What is Containerization, and Why Now Is the Time to Adopt It
It’s hard to find a current job listing for a software operations position that doesn’t contain words like “Docker”, “Terraform”, or “Kubernetes”. Containers, shortly summarized as a newly popular way to package and deploy software in isolated packages, have become the default way in which many new companies handle their software operations in a now cloud native era of computing.
Containerization has been on an explosive upward trajectory since 2013, when the foremost containerization software Docker was first open sourced¹. Cloud computing, which may have once been seen as only the saving grace of small companies unable to run their own data centers, now has become so flexible that even larger companies can justify its cost. Docker has quickly become the uncontested standard of container software, thanks to support from its large benefactors like Google, leading to much more of a consensus across companies of how to run a containerized build system. Now Kubernetes and infrastructure-as-code tools can build entire software companies from the ground up entirely through just a package of YAML files, earning early adopters of container software a previously unimaginable magnitude of speed and flexibility.
Defining Containers
Docker itself labels containers as “a standard unit of software that packages up code and all its dependencies so the application runs quickly and reliably from one computing environment to another. A Docker container image is a lightweight, standalone, executable package of software that includes everything needed to run an application: code, runtime, system tools, system libraries and settings.” Containers behave as miniature self-contained computers that are built specifically for hosting certain applications, rather than being general purpose like your own personal use computer, and because of this they can be specifically tailored to only meeting that applications needs. This solves many concurrency problems like race conditions and resource exhaustion by giving each application a specific platform custom built to handle what should be its maximum required resources without contesting applications.
Each container is substantiated from an image, a central source of truth that can be shared between users that defines the contents of a created container. Containers are stored in online registries like the Elastic Container Repository hosted by AWS, which allow developers to push new versions of their changes over time and rollback to previous images as errors are discovered. Commands can be executed within the container itself, but unless the changes are pushed to a repository the next container will start in the same exact state as the previous container. Having such a great amount of standardization is not only useful from an operations point of view, but also fantastic for providing a base from which your application can be deployed without needing a user to import their own dependencies.
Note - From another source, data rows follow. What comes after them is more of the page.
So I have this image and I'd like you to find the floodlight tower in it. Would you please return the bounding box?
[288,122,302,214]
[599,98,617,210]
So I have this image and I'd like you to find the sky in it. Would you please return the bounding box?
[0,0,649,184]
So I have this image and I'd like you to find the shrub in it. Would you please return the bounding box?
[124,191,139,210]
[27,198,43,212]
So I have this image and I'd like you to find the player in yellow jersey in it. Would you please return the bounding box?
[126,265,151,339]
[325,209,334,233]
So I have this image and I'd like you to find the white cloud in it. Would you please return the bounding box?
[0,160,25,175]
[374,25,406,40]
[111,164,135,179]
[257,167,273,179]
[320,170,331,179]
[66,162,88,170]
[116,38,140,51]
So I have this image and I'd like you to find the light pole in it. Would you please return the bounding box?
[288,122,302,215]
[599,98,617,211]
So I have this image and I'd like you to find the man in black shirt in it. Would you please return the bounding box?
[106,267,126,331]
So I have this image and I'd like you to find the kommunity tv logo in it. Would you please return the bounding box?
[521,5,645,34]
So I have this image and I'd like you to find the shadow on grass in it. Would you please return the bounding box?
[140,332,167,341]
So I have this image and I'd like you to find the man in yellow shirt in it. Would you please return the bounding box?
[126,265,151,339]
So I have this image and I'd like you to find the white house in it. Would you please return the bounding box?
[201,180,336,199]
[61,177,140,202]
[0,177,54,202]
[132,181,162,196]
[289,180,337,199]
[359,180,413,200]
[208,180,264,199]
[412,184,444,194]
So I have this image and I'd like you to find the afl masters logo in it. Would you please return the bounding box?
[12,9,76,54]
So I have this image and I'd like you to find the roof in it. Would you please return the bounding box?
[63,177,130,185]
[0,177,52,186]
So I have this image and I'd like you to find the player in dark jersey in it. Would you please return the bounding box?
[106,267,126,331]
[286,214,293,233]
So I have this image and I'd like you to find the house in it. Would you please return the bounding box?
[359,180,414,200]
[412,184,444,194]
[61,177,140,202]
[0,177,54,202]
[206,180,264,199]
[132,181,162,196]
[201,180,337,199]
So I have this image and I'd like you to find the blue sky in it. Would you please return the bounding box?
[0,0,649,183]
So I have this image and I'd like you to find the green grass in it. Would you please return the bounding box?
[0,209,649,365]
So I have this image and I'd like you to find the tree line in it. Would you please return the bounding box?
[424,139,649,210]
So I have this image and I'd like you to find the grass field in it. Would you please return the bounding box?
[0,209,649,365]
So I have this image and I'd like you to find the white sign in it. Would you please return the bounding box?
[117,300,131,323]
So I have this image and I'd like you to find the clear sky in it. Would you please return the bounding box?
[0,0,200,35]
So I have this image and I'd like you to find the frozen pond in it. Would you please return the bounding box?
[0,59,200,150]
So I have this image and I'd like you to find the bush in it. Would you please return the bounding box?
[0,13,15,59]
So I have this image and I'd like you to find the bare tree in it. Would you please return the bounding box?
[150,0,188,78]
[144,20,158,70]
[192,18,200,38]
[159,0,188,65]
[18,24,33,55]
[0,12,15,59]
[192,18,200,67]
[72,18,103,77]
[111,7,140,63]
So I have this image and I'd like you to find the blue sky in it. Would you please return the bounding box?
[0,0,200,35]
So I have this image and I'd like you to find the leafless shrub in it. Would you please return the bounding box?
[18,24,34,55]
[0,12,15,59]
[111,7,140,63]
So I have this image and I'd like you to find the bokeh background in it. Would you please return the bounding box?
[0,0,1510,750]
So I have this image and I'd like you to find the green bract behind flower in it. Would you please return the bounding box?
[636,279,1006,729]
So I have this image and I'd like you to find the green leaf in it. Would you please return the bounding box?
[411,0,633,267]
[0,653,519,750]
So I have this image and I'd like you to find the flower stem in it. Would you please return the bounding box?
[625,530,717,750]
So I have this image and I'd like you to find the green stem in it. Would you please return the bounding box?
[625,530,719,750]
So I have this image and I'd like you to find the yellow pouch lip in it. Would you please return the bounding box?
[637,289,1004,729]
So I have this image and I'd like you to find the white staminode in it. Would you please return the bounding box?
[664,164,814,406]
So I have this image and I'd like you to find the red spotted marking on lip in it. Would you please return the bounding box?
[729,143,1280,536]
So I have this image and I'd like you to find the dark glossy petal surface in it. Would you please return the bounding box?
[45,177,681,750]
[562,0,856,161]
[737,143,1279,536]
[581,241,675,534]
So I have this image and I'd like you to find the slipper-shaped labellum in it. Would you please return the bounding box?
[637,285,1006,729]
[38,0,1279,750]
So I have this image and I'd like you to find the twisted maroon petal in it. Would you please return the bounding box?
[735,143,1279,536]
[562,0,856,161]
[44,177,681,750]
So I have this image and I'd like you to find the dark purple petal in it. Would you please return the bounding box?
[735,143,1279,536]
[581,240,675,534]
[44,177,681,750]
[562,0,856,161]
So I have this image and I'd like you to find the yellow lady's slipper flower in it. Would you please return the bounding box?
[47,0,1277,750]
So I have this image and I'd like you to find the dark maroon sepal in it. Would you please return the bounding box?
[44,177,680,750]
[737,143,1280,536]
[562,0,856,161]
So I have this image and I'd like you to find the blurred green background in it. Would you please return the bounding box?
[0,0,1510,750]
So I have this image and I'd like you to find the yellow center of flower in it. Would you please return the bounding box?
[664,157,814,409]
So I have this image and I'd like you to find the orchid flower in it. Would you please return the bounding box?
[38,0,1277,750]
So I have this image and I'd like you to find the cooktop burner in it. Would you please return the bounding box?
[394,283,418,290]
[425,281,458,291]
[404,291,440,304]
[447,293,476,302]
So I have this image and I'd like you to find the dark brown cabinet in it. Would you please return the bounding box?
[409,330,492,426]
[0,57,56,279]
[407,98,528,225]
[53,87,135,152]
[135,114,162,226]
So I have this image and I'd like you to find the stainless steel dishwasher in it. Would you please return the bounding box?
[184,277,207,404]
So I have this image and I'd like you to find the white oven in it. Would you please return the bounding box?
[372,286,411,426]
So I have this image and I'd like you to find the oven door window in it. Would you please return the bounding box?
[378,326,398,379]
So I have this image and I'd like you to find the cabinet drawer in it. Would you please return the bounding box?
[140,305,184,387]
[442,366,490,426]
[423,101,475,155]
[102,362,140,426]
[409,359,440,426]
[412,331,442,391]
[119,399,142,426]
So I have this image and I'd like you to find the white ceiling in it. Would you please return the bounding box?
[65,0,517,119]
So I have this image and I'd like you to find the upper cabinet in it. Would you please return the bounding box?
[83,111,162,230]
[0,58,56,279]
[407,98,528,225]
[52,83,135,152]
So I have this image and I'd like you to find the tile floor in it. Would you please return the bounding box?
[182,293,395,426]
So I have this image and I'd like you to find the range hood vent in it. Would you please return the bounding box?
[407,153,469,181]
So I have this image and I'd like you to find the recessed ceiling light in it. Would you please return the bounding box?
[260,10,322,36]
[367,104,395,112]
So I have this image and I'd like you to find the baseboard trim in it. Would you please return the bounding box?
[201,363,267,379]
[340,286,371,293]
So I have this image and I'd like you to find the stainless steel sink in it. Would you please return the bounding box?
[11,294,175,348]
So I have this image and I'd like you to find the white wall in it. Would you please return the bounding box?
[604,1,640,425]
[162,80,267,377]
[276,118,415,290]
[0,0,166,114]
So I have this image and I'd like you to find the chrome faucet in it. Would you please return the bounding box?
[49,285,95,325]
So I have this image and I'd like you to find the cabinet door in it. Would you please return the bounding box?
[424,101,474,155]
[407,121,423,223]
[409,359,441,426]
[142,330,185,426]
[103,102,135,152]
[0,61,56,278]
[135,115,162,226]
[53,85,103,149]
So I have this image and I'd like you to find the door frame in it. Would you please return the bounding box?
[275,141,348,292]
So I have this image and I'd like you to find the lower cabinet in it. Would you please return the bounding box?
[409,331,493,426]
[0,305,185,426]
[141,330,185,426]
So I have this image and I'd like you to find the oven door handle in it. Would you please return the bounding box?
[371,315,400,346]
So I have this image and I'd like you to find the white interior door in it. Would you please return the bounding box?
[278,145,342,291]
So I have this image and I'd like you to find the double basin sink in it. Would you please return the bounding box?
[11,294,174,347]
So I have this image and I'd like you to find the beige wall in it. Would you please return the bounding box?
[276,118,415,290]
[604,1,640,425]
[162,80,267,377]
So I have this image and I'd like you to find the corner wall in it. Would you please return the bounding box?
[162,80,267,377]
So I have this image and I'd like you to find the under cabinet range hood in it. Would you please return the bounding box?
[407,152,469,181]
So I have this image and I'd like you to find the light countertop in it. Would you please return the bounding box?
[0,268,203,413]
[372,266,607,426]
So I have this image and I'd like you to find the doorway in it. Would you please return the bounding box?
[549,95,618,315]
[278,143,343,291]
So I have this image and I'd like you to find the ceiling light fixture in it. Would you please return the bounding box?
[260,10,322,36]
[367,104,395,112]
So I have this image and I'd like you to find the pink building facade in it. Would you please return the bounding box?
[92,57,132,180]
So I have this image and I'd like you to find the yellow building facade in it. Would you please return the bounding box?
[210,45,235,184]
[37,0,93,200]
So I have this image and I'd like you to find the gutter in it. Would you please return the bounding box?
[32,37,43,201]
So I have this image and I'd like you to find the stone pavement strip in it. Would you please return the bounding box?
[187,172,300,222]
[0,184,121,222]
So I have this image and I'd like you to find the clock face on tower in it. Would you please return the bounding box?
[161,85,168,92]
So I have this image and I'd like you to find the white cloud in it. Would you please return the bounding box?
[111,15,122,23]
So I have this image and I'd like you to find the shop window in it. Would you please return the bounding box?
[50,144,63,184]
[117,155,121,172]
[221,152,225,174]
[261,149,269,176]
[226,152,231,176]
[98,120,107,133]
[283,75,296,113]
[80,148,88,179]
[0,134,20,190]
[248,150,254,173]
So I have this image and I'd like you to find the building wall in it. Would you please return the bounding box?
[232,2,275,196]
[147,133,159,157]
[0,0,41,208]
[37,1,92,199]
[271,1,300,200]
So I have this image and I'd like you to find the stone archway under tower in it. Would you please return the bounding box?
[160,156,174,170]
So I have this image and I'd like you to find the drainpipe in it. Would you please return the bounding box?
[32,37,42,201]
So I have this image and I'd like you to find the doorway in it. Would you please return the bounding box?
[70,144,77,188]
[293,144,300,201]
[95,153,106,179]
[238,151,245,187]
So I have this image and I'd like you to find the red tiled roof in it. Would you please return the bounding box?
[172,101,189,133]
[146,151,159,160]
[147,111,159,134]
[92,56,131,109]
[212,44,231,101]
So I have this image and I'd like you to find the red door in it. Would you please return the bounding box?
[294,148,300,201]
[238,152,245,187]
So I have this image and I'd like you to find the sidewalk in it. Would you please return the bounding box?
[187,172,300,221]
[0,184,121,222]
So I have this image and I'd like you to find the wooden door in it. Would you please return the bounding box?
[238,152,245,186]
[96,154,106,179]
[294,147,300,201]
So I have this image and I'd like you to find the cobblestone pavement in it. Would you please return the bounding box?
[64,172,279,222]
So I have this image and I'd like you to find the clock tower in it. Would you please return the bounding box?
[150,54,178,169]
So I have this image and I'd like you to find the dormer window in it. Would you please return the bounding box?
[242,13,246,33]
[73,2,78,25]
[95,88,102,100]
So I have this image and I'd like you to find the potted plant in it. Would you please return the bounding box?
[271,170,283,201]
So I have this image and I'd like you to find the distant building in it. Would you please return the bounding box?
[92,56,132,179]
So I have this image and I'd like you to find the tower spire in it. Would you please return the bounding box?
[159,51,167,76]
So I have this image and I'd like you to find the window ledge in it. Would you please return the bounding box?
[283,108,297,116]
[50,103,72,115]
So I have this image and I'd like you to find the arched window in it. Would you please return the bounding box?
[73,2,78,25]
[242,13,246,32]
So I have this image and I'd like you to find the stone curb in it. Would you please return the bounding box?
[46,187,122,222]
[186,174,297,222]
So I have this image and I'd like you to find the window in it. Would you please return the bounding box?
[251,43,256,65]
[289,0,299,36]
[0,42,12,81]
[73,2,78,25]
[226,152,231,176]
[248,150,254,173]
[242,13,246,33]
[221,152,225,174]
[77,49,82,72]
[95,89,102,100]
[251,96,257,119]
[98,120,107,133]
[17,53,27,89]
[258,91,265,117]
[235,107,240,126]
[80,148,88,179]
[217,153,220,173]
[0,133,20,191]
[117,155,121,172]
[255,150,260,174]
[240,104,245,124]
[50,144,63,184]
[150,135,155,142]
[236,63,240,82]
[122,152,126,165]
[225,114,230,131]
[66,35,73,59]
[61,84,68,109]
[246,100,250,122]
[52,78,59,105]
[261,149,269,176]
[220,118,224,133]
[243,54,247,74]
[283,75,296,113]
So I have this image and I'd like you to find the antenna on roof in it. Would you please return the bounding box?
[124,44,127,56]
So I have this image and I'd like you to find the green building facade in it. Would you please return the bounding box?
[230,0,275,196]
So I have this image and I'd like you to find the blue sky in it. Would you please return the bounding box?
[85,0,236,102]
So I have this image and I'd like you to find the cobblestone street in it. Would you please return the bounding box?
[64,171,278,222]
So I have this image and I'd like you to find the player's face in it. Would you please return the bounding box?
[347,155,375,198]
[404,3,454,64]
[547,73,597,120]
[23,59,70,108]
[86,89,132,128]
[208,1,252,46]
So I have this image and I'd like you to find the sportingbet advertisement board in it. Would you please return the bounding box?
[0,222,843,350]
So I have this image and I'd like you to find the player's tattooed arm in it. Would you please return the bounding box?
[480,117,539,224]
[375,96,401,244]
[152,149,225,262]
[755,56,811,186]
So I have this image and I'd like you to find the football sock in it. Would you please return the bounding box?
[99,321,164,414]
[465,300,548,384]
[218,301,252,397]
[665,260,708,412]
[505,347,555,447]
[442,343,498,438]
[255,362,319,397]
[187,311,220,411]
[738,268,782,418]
In order to leverage containers for operations purposes, many choose to use Kubernetes Orchestration Software, which further abstracts containers by allowing them to be deployed systematically across many different pieces of hardware. Kubernetes is the de facto container orchestration software tool, transforming containers into a higher level of abstraction that can be deployed to achieve high reliability and dynamic scaling, especially when leveraging cloud computing. The basic unit of deployment in Kubernetes is called a pod, which encapsulates not only the containers responsible for hosting applications but also basic logging, the ability to restart if containers stop functioning, the use of Persistent Volume Claims to establish hard drives for permanent storage independent of the containers being used, and much more.
How We Got Here
The idea of partitioning and standardizing computers has been around for nearly as long as the modern computer, enabled by the idea of Compatible Time-Sharing System pioneered by MIT as early as 1961 when multiple users were given the illusion of being able to use the same computer concurrently by switching back and forth between commands given by each user. By 1966 this enabled the virtualization of another complete operating system, forming an abstract imitation of a computer within a computer. This would eventually coalesce decades later into the first efficient hardware-assisted virtualization platform released by VMWare in 1999, allowing the complete isolation of the “guest” virtualized operating system from its host.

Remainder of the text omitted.